Para o diretor da Oboré e, à época, militante do Centro Acadêmico Lupe Cotrim (Calc), Sérgio Gomes, a mudança era uma cilada. Além disso, ninguém acreditava ser possível contar com a presença o arcebispo de São Paulo, Dom Paulo Evaristo Arns. “Taxavam-no como um direitista latifundiário. Porém, bastou uma carta e o padre mostrou-se aberto”. Assim, a celebração foi realizada no dia 30 de março, na Catedral da Sé, ministrada pelo próprio Dom Paulo e contou com a presença de mais de 3 mil estudantes.
A liturgia foi um ato pacífico e inaugurou um mártir. Até aquele instante, conta Sérgio, a luta política era algo restrito aos heróis, dispostos a morrer em combate. Com a morte de Vannucchi, ficou provado como sujeitos comuns poderiam, juntos, realizar grandes atos. “Alexandre marcou a história, não pela vida e individualidade, mas por sua morte não ter ficado em vão. Os 3 mil na Catedral jogaram luz a Vannucchi, uma luz acesa até hoje”.
Familiares presos, um contato com a Aliança Libertadora Nacional (ALN), experiência no centro acadêmico e críticas à construção da Transamazônica fizeram parte do processo de conscientização política de Alexandre — o “minhoca” para colegas. Sempre participativo nos eventos da faculdade, ele morreu como algo que não era: clandestino.

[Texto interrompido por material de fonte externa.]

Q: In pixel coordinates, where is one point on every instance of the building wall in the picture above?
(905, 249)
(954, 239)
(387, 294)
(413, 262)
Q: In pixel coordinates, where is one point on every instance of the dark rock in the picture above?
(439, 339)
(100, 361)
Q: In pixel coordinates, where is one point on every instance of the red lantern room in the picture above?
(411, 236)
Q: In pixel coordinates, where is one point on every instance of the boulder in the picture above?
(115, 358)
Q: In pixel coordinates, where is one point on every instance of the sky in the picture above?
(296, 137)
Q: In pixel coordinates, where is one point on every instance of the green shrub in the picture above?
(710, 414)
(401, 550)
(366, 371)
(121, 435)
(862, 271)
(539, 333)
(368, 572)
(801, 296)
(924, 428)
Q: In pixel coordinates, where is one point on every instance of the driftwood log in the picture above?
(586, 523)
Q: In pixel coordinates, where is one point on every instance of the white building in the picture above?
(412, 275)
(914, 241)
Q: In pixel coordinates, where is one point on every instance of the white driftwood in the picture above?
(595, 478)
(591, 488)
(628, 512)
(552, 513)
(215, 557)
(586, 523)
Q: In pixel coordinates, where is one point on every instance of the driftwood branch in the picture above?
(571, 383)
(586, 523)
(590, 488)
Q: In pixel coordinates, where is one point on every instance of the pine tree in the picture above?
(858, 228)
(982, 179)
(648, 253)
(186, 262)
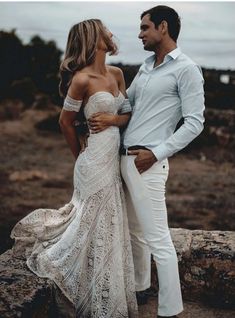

Após a sua morte, em 1976, o DCE (Diretório Central dos Estudantes) da USP foi reorganizado e renomeado, com a adição do termo ‘livre’ e o nome de Alexandre Vannuchi. Um espaço de resistência, que se propunha a denunciar o horror da ditadura. A vereadora Luna Zarattini (PT) sintetiza a importância de se preservar essa luta na memória: “A lembrança é um dispositivo de construção do futuro. Recordar da ditadura é fundamental para não repetirmos a história”.
Ulisses Vakirtzis, diretor da EMEF Alexandre Vannuchi, acrescenta outro aspecto da memória de Vannuchi: “Procuramos utilizar a imagem dele como patrono da escola. Visamos desmistificar as mentiras propagadas pelo governo na época da ditadura. Tratamos do quão relevante é a luta social. Exaltamos sua característica estudiosa, como um aluno exemplar”.
Frente ao atual cenário político, Gomes aponta uma crítica à mobilização estudantil: “Os gregos diziam que é do espanto que vem a curiosidade, e da curiosidade o conhecimento; falta espanto e perplexidade com a atual conjuntura — pandêmica, política e social — por parte dos movimentos estudantis”. A gestão atual do DCE, por outro lado, tem uma concepção diferente. Embora a luta contemporânea seja desafiadora, na visão do Daniel Lustosa, da chapa ‘É tudo pra Ontem’, há conquistas, como as bolsas e os auxílios de permanência. “A categoria dos estudantes na USP tem uma organização enraizada com centros acadêmicos. A tendência é mantermos uma boa relação com as entidades de base, pois apenas o DCE não é suficiente para suprir toda a necessidade”.